The clerk, Mohamed Ould Lemrabott, declined to comment when asked how he could sell them so cheap.

“It appears some small retailers found it impossible to compete with tax-free competitors because of their reliance on cigarettes to drive retail traffic,” one tax-policy observer said. “They’ve created a climate of desperation.
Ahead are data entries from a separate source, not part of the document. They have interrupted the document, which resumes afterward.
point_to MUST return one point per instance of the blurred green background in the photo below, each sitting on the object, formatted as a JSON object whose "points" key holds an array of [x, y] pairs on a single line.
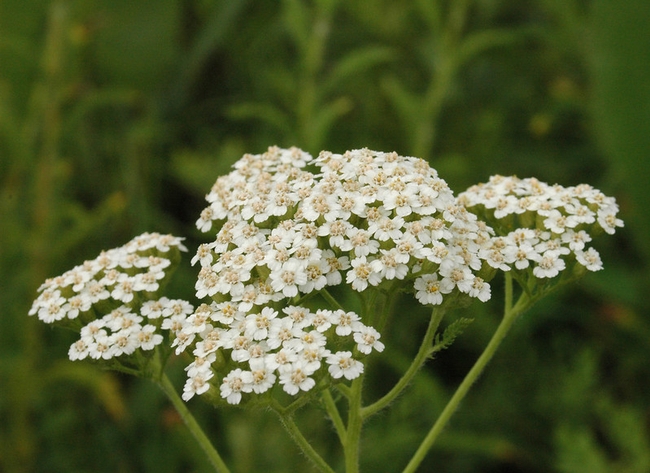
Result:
{"points": [[116, 116]]}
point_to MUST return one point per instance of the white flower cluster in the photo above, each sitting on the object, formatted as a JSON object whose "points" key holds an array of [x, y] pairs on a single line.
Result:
{"points": [[364, 217], [289, 225], [119, 282], [541, 226], [290, 349]]}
Five years ago, 10 years ago, they wouldn’t think of underhanded dealing.”

In addition to buying the contraband cigarettes out of state or on reservations, authorities are reporting a troubling rise in counterfeit cigarettes being imported from overseas, especially China.

Another growing trend is forging tax stamps to make the contraband smokes appear legal.

One of the ATF’s largest local busts occurred in southern Brooklyn in 2007, when it arrested eight men for importing Chinese-made knockoff cigarettes and seized 500,000 cases of smokes and $500,000 in cash.

The ATF, which has 10 officers in the New York City region — and just three to four officers at any given time working on tobacco cases — is retooling to address the expected spike.

“We are talking with state and local partners now of doing partnerships we haven’t done in years,” he said.

On the state level, about 50 peace officers assigned to the New York State Department of Taxation continue to do buy-busts of local bodega owners.

But the officers gripe that offenders often get off with little more than a wrist slip.

For instance, Jiang Ailiang was busted for selling cigarettes with Virginia tax stamps at a deli at 67 Eldridge St. for just $5 earlier this year.

But he was able to plead down to disorderly conduct in September and received just four days of community service.

When The Post visited the store earlier this week, a reporter was told to “come back tomorrow” for discounted cigarettes.